Like many other butterfly species, monarchs are in decline, so we should give them a helping hand by planting swan plants for the caterpillars to eat and bright nectar-filled flowers for the adults, to help keep the monarchs of our gardens alive. Monarchs are not pests and will not eat anything but Milkweed. They do not hurt crops, ornamental trees or in any way upset the balance of Nature in areas they are introduced.
The population of monarchs have been adversely affected over the last two decades particularly due to loss of habitat, pesticides and global climatic change. Temperature influences the butterflies’ hibernation period. The butterflies need to overwinter in forests where the temperature is reasonably low so that their metabolism is not too demanding, but not so low that they freeze. Therefore, higher temperatures and erratic freezing events due to climate change threaten the butterflies’ ability to survive hibernation.
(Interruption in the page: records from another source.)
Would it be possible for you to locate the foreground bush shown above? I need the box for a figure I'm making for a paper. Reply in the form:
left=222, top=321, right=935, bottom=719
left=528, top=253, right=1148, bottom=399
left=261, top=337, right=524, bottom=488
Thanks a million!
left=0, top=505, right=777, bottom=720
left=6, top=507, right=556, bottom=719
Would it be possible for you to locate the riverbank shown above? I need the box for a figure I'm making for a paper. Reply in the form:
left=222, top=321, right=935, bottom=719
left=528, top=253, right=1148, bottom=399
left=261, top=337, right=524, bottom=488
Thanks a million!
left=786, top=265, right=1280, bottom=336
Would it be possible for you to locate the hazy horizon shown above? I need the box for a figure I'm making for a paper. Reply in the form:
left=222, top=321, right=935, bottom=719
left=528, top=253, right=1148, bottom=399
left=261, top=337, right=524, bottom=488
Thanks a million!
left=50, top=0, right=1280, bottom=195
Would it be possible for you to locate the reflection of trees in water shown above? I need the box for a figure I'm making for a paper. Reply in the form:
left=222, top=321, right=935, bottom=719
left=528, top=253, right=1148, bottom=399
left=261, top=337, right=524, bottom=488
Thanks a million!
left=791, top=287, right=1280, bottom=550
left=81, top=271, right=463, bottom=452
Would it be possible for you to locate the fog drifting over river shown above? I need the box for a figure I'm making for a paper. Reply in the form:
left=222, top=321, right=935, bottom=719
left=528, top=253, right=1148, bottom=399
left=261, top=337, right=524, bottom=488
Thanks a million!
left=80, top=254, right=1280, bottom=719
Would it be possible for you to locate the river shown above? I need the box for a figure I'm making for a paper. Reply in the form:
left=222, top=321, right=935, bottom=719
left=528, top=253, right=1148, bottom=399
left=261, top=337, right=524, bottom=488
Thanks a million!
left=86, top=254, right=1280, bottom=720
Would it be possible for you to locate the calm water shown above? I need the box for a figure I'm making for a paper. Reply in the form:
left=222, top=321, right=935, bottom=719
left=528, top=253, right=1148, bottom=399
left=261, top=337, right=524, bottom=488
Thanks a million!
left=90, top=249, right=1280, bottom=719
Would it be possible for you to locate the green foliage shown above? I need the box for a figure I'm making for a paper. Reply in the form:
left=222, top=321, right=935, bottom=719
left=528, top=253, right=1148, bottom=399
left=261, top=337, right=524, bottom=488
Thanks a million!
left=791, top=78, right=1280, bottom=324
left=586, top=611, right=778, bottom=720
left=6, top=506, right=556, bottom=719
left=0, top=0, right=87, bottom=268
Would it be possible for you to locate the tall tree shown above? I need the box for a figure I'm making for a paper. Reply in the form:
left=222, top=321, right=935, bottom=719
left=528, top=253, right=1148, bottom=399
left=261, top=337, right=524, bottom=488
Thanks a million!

The monarch butterfly has one of the best-known life cycles in the insect world.
Monarchs lay their eggs on milkweed plants such as the swan plant (Gomphocarpus fruiticosa). The eggs are dome-shaped and ridged and a female can lay several hundred, after which she dies. It takes about five days for the eggs to hatch.
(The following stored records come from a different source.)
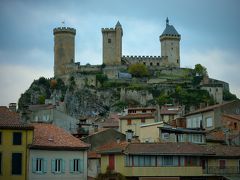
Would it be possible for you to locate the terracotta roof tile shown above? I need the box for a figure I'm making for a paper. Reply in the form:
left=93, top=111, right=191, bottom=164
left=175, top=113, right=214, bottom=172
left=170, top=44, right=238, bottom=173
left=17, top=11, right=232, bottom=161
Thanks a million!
left=96, top=141, right=129, bottom=154
left=223, top=114, right=240, bottom=121
left=28, top=104, right=55, bottom=111
left=160, top=106, right=181, bottom=114
left=0, top=106, right=20, bottom=121
left=128, top=107, right=156, bottom=110
left=185, top=101, right=234, bottom=116
left=31, top=123, right=89, bottom=150
left=119, top=113, right=154, bottom=120
left=0, top=106, right=33, bottom=129
left=206, top=129, right=225, bottom=141
left=88, top=151, right=101, bottom=159
left=125, top=142, right=214, bottom=155
left=207, top=145, right=240, bottom=157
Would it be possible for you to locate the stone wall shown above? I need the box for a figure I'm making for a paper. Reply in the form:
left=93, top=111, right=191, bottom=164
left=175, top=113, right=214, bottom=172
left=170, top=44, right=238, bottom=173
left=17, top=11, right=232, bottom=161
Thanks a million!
left=120, top=88, right=153, bottom=106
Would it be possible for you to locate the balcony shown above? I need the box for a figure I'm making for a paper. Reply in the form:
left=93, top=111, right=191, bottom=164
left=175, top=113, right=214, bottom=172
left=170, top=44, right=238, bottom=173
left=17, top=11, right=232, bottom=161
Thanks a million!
left=203, top=166, right=240, bottom=175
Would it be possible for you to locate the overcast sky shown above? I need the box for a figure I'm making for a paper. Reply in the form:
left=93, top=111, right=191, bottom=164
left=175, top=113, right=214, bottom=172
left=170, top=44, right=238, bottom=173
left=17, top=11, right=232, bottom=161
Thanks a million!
left=0, top=0, right=240, bottom=105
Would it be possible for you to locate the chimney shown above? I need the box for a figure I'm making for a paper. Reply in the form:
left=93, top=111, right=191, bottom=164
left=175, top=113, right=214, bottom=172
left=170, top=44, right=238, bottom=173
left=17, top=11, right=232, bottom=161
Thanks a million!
left=8, top=103, right=17, bottom=112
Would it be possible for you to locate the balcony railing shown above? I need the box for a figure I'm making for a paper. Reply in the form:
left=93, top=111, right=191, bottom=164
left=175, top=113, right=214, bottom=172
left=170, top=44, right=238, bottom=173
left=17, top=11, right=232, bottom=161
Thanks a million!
left=203, top=166, right=240, bottom=175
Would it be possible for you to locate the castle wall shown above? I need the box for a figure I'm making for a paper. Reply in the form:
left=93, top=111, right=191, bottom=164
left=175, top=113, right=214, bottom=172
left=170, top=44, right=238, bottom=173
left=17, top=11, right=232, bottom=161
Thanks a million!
left=201, top=85, right=223, bottom=104
left=102, top=27, right=122, bottom=66
left=122, top=56, right=167, bottom=67
left=120, top=88, right=153, bottom=106
left=161, top=37, right=180, bottom=67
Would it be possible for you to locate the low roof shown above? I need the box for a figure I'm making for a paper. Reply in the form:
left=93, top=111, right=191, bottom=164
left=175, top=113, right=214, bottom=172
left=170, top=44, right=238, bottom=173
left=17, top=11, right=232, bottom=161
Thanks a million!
left=119, top=113, right=154, bottom=120
left=160, top=106, right=181, bottom=115
left=158, top=127, right=206, bottom=134
left=125, top=142, right=214, bottom=156
left=30, top=123, right=90, bottom=150
left=185, top=101, right=234, bottom=116
left=0, top=106, right=33, bottom=129
left=96, top=141, right=129, bottom=154
left=28, top=104, right=55, bottom=111
left=223, top=114, right=240, bottom=121
left=128, top=107, right=156, bottom=110
left=207, top=145, right=240, bottom=157
left=140, top=121, right=164, bottom=128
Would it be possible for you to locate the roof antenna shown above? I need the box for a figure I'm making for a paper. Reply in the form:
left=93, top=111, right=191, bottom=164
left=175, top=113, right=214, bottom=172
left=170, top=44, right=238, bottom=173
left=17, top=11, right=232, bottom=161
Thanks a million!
left=166, top=17, right=169, bottom=26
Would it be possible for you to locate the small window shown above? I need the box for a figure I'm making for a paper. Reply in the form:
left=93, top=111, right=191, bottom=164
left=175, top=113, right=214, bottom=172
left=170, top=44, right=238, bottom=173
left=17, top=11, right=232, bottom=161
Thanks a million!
left=206, top=117, right=213, bottom=127
left=52, top=159, right=65, bottom=173
left=70, top=159, right=83, bottom=173
left=32, top=158, right=47, bottom=173
left=234, top=122, right=237, bottom=129
left=13, top=132, right=22, bottom=145
left=12, top=153, right=22, bottom=175
left=219, top=159, right=226, bottom=169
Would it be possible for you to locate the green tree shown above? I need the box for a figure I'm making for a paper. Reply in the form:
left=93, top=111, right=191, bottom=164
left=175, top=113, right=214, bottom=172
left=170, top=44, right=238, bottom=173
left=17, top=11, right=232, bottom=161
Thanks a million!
left=223, top=90, right=237, bottom=101
left=128, top=63, right=149, bottom=77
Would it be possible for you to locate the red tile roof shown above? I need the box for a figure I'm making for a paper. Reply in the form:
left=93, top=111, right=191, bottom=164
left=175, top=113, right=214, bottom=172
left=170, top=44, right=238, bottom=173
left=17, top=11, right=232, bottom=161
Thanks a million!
left=207, top=145, right=240, bottom=157
left=160, top=106, right=181, bottom=114
left=128, top=107, right=156, bottom=110
left=31, top=123, right=89, bottom=150
left=88, top=151, right=101, bottom=159
left=125, top=142, right=214, bottom=155
left=223, top=114, right=240, bottom=121
left=119, top=113, right=154, bottom=120
left=28, top=104, right=55, bottom=111
left=0, top=106, right=33, bottom=129
left=0, top=106, right=20, bottom=121
left=206, top=129, right=225, bottom=141
left=185, top=101, right=234, bottom=116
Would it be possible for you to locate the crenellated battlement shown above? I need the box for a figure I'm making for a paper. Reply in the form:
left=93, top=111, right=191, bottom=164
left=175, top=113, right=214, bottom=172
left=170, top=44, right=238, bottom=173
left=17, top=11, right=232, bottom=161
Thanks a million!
left=102, top=28, right=116, bottom=32
left=53, top=27, right=76, bottom=35
left=122, top=56, right=162, bottom=60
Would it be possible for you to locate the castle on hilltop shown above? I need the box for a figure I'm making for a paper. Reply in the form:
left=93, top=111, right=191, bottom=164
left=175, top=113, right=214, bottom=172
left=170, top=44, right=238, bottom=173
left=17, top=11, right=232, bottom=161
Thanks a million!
left=53, top=18, right=229, bottom=103
left=53, top=18, right=181, bottom=78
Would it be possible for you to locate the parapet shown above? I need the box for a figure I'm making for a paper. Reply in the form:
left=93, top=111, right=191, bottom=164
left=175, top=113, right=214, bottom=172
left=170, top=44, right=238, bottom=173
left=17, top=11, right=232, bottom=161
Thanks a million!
left=102, top=28, right=116, bottom=32
left=122, top=56, right=161, bottom=60
left=53, top=27, right=76, bottom=35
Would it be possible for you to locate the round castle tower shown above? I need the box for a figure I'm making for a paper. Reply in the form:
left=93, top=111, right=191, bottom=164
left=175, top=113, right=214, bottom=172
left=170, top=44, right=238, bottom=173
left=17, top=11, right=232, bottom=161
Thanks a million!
left=102, top=21, right=123, bottom=66
left=53, top=27, right=76, bottom=77
left=160, top=18, right=181, bottom=67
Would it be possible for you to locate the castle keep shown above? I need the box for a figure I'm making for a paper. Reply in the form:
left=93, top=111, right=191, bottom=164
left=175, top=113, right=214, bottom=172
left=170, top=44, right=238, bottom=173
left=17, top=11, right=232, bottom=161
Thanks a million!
left=53, top=19, right=181, bottom=78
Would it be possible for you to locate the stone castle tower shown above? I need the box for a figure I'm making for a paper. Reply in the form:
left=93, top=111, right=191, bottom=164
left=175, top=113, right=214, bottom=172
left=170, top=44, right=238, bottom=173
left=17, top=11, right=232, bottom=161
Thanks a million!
left=53, top=27, right=76, bottom=76
left=160, top=18, right=181, bottom=67
left=102, top=21, right=123, bottom=66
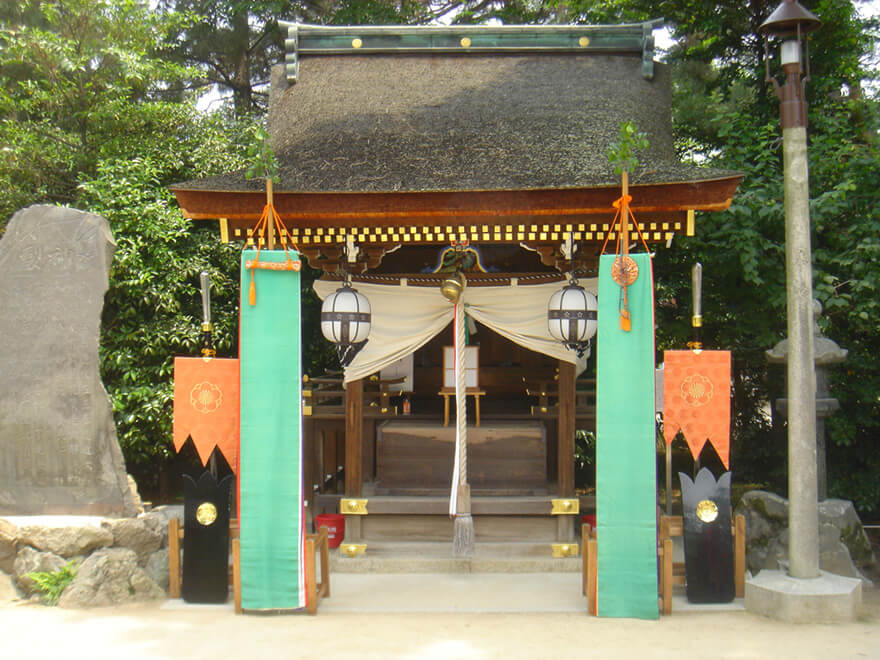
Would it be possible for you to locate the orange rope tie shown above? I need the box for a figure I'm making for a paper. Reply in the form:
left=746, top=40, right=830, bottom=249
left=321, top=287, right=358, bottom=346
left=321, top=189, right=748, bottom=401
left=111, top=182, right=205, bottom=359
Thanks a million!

Monarch caterpillars are striped with yellow, black, and white bands, and reach lengths of two inches (five centimetres) before metamorphosis. The monarch chrysalis, where the caterpillar undergoes metamorphosis into the winged adult butterfly, is a beautiful jade green with tiny gold spots along its edge.
The monarch butterfly is in decline. You can welcome monarchs into your garden by planting their larval food – milkweed species such as swan plants and bright nectar-filled flowers for the adults, to help keep the monarchs of our gardens alive and enjoy watching their amazing journey through metamorphosis.